- Directed by: Eisha Marjara
- Written by: Eisha Marjara
- Produced by: Don Haig Sally Bochner David Wilson
- Narrated by: Eisha Marjara
- Cinematography: K. U. Mohanan Jules De Niverville
- Edited by: Eisha Marjara
- Production company: National Film Board of Canada
- Release date: 1998;
- Running time: 80 min
- Country: Canada
- Language: English

= Desperately Seeking Helen =

1998 documentary by Eisha Marjara

Desperately Seeking Helen is a 1998 documentary by Eisha Marjara, produced by the National Film Board of Canada.

It documents the life of the Bollywood star Helen and also discusses Marjara's process of self-discovery. Marjara liked Helen as a child, and Marjara stated "Helen is a conduit into my childhood — my relationship with my mother, my struggle with anorexia and the Air India disaster which took the lives of my mother and sister." Jerry Pinto, author of Helen: The Life and Times of an H-bomb, wrote that the film "is as much about Eisha Marjara's perception of Helen as it is about Helen." Desperately Seeking Helen uses Hindi music.

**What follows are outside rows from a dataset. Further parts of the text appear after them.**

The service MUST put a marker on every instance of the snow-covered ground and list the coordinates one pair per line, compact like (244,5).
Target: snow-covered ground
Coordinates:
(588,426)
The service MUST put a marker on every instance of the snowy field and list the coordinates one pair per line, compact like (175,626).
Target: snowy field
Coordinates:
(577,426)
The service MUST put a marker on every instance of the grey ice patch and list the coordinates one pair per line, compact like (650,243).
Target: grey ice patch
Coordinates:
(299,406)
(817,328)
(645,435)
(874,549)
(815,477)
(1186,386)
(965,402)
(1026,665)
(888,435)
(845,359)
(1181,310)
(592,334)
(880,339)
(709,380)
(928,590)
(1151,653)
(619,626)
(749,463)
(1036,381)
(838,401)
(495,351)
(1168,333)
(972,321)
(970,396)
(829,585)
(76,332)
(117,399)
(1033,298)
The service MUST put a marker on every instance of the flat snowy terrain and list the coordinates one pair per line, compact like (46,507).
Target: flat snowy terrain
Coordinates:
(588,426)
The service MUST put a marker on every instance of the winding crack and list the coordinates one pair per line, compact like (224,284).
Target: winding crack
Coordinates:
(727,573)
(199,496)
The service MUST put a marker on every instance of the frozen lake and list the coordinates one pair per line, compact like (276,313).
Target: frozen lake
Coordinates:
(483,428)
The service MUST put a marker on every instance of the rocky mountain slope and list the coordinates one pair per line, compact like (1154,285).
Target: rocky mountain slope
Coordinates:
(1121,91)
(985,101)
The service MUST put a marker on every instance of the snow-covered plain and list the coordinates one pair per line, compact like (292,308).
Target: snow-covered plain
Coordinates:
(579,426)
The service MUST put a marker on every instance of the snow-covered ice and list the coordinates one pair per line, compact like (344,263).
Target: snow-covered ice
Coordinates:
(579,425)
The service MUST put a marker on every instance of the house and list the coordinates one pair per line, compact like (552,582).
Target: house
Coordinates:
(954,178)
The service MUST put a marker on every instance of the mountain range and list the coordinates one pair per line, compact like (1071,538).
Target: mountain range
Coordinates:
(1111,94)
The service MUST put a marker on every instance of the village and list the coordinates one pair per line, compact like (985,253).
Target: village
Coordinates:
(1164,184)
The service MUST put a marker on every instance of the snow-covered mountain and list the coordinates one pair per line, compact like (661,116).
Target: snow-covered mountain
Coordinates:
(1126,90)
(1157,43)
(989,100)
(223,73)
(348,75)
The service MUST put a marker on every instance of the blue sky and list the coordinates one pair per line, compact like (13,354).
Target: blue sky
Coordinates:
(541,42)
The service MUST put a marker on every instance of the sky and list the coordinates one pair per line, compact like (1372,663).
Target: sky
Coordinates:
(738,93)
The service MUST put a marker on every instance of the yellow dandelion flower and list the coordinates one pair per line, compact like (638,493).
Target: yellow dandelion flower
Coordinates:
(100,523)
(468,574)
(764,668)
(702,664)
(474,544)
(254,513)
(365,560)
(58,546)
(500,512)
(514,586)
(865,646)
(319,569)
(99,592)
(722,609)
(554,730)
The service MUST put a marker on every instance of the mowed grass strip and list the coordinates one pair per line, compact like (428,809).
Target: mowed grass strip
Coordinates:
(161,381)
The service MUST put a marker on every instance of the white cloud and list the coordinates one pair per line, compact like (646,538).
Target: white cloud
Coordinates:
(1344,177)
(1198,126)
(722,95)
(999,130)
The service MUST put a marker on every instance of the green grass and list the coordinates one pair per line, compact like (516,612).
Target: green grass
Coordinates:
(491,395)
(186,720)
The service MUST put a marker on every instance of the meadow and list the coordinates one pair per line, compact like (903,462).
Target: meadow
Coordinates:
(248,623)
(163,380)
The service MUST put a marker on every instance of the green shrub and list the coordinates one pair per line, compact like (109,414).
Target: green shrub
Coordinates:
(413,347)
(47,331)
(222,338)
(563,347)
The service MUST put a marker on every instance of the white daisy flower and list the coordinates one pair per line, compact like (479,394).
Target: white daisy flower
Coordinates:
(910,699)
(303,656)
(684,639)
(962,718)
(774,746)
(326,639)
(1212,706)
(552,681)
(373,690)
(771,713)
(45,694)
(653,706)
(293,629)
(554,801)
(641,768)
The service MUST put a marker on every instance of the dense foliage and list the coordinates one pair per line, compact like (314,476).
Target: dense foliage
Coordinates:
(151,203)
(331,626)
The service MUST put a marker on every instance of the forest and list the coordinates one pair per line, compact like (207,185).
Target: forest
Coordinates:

The film covers the complications in the relationship between Marjara and her mother, Devinder. Marjara had the perception that her mother was unable to balance the culture of Canada against that of India, and Devinder was more feminine and traditional compared to her daughter. The film also discusses the 1985 Air India Flight 182 bombing, which ultimately killed Devinder along with Seema, one of Marjara's sisters.

D.B. Jones, the author of "Brave New Film Board," wrote that the filmmaker "verges on self-pity and often seems self-absorbed, but she can also be brutally honest about herself." Sabeena Gadihoke, the author of "Secrets and Inner Voices: The Self and Subjectivity in Contemporary Indian Documentary," wrote that the "deeply personal" film "did not easily fit popular conceptions of documentary" since it had a "fictive structure in which the filmmaker staged her own body" as well as "reflexive use of humor" and "whimsy". Angela Failler argued that the film was what had been described as a "counter-memorial" of the Air India Flight 182 disaster.

==Background==
The National Film Board selected Marjara to make a film on the Air India Flight 182 disaster in 1994. She did research by visiting Trois-Rivières and taking one trip to India. The title is a reference to the 1985 film Desperately Seeking Susan.

Marjara dedicated her film to Air India Flight 182 victims, including Davinder and Seema.

==Release and reception==
The film's first screening in India was during the Mumbai International Film Festival (MIFF).

It was ranked as the "Theater Critic's Choice" in the Chicago Reader in 1999. Firdaus Ali of Rediff wrote that the film received "rave reviews". Gadihoke stated that in India the film received some criticism due to a perception that it was "self-absorbed"; Gadihoke argued that this was because the film used "strategies unfamiliar to documentary discourse in India at the time."

It earned a Special Mention from Planet Television at the 2000 Internationales Dokumentarfilmfestival München. At the 1999 Locarno Film Festival, it won the prestigious SRG SSR Award and the Silver Pardino - Leopards of Tomorrow award.